Den alongside the Glitz

NEVER since William Caxton saw his first printed pages run off the presses in the late 15th century, can there have been a better time to visit your local library than now.

For it emerges that thousands of literary types across Northamptonshire have inexplicably missed one of the great pieces of literature to sit on the shelves of our libraries, namely that of Glitz, that 2008 blockbuster by the author formerly known as Louise Bagshawe and now, of course, @LouiseMensch, a New York-based purveyor of prose whose work wins plaudits such as “‘If a novel were a glass of champagne, this would be it” (Cosmopolitan).

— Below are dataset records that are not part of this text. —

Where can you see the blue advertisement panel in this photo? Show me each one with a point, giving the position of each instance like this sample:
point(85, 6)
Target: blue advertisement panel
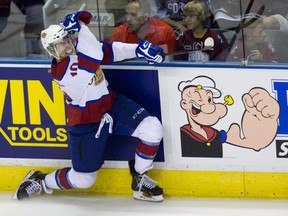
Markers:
point(33, 116)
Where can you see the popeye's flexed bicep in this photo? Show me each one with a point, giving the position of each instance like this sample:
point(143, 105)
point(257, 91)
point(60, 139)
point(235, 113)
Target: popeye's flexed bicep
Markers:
point(259, 121)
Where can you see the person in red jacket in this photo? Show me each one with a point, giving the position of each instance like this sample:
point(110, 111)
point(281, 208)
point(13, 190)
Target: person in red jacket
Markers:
point(256, 48)
point(139, 25)
point(194, 40)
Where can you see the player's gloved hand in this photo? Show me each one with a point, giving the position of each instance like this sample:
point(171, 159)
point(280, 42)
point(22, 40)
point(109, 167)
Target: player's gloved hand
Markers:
point(71, 23)
point(150, 52)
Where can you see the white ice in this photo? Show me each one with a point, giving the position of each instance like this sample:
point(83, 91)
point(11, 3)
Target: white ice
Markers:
point(87, 205)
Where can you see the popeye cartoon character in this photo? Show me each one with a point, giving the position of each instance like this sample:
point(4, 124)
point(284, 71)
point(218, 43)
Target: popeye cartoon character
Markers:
point(200, 139)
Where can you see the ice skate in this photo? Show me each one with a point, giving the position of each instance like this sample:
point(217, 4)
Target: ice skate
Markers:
point(32, 185)
point(144, 187)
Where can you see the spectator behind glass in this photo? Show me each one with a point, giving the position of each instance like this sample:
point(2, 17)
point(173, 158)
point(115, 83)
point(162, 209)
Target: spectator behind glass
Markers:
point(171, 12)
point(139, 25)
point(256, 48)
point(33, 24)
point(196, 16)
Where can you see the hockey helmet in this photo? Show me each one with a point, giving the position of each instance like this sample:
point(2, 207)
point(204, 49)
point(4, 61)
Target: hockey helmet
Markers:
point(51, 36)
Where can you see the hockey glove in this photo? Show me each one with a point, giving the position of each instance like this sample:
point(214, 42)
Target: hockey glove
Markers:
point(150, 52)
point(71, 23)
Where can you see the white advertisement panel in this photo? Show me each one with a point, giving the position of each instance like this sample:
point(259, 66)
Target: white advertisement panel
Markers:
point(224, 119)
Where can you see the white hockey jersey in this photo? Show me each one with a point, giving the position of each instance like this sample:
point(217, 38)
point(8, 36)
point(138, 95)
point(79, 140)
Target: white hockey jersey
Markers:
point(88, 95)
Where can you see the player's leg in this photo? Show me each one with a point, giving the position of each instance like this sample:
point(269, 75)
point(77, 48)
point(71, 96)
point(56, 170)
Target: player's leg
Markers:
point(149, 132)
point(87, 158)
point(130, 119)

Quite why nobody has wanted to read about the heady tale of the four young (rich) Chambers girls whose daddy is set to marry an even younger lady, named Bai Ling etc, etc, is beyond Aufona. Either way, it has lain untouched for two years and is begging for one of you, just one of you dear readers, to give Glitz the TLC which @louise gave to it when she wrote it.

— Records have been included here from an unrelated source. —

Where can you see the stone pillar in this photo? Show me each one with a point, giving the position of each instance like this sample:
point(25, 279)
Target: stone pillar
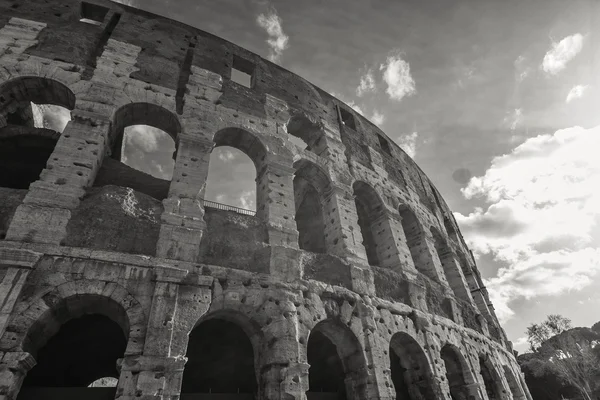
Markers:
point(283, 366)
point(275, 197)
point(342, 232)
point(71, 168)
point(455, 277)
point(392, 251)
point(13, 369)
point(15, 266)
point(149, 377)
point(183, 218)
point(157, 373)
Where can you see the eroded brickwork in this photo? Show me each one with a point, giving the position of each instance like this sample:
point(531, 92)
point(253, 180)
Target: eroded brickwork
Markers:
point(350, 281)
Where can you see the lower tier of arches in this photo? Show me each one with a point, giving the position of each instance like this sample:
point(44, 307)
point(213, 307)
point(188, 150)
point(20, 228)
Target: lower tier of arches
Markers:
point(104, 326)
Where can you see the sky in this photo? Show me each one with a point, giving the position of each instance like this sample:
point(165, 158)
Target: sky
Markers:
point(495, 100)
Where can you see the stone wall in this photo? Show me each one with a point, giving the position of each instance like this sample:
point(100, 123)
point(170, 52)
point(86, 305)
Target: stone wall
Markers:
point(94, 240)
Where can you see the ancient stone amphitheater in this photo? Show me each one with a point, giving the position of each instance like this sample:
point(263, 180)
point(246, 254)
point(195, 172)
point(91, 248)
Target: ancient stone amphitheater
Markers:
point(350, 281)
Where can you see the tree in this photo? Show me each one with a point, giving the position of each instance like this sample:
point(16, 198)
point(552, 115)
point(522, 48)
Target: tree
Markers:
point(539, 333)
point(571, 354)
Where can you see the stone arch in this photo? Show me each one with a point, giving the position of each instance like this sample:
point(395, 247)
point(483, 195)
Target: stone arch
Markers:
point(369, 208)
point(21, 91)
point(24, 149)
point(491, 379)
point(229, 324)
point(42, 318)
point(308, 130)
point(245, 141)
point(331, 336)
point(513, 384)
point(311, 186)
point(141, 114)
point(417, 242)
point(457, 371)
point(411, 371)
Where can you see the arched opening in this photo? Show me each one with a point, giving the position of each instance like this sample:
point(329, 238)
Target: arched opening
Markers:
point(490, 379)
point(143, 142)
point(306, 133)
point(410, 371)
point(454, 362)
point(83, 350)
point(220, 360)
point(33, 113)
point(36, 111)
point(231, 179)
point(369, 208)
point(514, 386)
point(337, 366)
point(415, 240)
point(310, 185)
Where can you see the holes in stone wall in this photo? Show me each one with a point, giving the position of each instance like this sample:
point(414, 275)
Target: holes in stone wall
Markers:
point(242, 72)
point(384, 144)
point(347, 118)
point(92, 13)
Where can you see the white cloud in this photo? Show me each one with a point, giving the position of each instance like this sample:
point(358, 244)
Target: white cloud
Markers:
point(278, 41)
point(396, 74)
point(408, 143)
point(143, 137)
point(514, 118)
point(576, 92)
point(377, 118)
point(367, 83)
point(543, 198)
point(561, 53)
point(521, 70)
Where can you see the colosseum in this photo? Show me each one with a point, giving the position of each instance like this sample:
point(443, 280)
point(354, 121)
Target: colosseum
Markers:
point(350, 281)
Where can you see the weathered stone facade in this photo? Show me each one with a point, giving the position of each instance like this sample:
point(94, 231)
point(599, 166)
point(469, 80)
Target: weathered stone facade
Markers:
point(352, 277)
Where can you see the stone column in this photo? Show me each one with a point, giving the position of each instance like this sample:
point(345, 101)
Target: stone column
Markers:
point(455, 277)
point(13, 369)
point(15, 266)
point(149, 377)
point(183, 218)
point(283, 366)
point(342, 232)
point(275, 195)
point(157, 373)
point(71, 168)
point(392, 251)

If that isn’t incentive enough to visit the library, perhaps the arrival on the shelves of Den Boy Meredith’s acclaimed autobiography, My Life, will spur you on towards the library. As regular readers here will know, it was penned with the help of punters at The Gallery pub, in Southfields. Quite rightly, the Lib Dems went to the trouble of press releasing this major literary event. Only a suggestion, but if, say, Andy “Third in a Two-Horse Race” Simpson, took it out and then passed it on to a party colleague once he’d read it, every Lib Dem supporter in Northampton could have waded through it before the fortnight loan period was over...

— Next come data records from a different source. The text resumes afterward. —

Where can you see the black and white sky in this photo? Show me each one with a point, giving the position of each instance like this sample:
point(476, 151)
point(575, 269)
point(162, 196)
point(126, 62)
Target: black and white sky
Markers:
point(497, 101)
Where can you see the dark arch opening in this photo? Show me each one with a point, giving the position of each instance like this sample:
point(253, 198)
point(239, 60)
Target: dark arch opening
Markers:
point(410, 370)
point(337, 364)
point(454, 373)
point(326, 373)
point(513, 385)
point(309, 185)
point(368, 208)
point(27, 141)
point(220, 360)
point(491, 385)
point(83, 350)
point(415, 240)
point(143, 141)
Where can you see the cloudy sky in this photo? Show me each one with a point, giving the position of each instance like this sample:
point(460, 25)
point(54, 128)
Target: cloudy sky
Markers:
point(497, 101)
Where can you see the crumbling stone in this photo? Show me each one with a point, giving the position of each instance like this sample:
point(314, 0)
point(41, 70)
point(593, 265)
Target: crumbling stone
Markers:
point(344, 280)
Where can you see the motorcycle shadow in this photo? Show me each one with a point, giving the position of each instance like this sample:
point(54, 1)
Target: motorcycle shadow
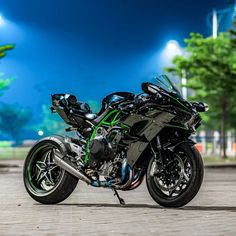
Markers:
point(149, 206)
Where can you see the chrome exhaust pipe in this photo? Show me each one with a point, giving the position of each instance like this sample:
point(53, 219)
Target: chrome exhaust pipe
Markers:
point(58, 160)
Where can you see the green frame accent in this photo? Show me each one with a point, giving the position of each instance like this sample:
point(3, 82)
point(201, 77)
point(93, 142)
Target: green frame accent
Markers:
point(103, 122)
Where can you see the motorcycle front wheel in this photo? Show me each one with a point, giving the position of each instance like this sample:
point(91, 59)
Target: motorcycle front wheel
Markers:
point(174, 180)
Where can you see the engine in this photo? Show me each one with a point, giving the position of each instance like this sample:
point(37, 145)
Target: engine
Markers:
point(103, 148)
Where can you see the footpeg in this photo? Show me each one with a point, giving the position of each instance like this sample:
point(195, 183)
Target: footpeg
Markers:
point(121, 200)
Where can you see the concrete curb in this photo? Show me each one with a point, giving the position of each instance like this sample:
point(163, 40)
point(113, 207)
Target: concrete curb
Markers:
point(14, 165)
point(219, 166)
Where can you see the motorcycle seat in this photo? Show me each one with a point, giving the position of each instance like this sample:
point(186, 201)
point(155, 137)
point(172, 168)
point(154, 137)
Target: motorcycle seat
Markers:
point(90, 116)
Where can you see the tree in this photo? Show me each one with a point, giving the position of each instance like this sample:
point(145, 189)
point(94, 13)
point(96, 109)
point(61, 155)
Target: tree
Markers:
point(13, 120)
point(210, 67)
point(4, 83)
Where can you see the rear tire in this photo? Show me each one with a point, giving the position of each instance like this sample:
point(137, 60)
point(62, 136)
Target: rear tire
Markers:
point(44, 187)
point(192, 187)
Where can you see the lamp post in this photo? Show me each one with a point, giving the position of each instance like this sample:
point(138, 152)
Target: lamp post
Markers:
point(173, 48)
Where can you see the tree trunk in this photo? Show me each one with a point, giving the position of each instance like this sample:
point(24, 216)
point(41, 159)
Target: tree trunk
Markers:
point(223, 133)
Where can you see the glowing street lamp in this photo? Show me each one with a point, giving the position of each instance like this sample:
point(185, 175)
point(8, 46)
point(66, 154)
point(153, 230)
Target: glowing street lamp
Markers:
point(173, 48)
point(40, 133)
point(2, 22)
point(173, 45)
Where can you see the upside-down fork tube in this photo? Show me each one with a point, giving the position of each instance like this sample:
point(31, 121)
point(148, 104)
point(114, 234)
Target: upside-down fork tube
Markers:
point(138, 179)
point(128, 182)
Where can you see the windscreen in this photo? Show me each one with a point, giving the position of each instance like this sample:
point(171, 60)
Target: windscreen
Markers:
point(165, 83)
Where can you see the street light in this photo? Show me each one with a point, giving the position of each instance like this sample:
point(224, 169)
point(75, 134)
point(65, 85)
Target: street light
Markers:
point(2, 22)
point(173, 45)
point(40, 133)
point(173, 49)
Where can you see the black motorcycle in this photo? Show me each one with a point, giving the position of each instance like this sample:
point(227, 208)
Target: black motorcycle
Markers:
point(132, 136)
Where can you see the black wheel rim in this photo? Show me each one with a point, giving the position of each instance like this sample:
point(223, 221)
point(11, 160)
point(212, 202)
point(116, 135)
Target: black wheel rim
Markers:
point(43, 174)
point(172, 178)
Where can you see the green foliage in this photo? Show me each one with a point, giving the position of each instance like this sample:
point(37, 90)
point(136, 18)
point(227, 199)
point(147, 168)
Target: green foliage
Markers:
point(13, 120)
point(210, 68)
point(4, 83)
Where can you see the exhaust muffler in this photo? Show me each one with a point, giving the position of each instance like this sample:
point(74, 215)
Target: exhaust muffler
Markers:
point(66, 165)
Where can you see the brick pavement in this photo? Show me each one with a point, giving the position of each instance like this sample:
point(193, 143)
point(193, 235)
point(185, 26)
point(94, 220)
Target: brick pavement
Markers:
point(93, 211)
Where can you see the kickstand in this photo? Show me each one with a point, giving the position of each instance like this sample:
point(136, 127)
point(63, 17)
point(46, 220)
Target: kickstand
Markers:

Good to see Kathy Kerswell easing into her new job as director general for civil service reform at the Cabinet Office. This week, La Fraise was in The Guardian offering ideas about shaking up the service (“it will be faster, smaller and provide more services online. It will be more open and less bureaucratic.. and deliver major programmes effectively and efficiently”). A far cry from dealing with Norman Hacker or, for that matter, collecting £420K for 20 months’ work at Kent County Council.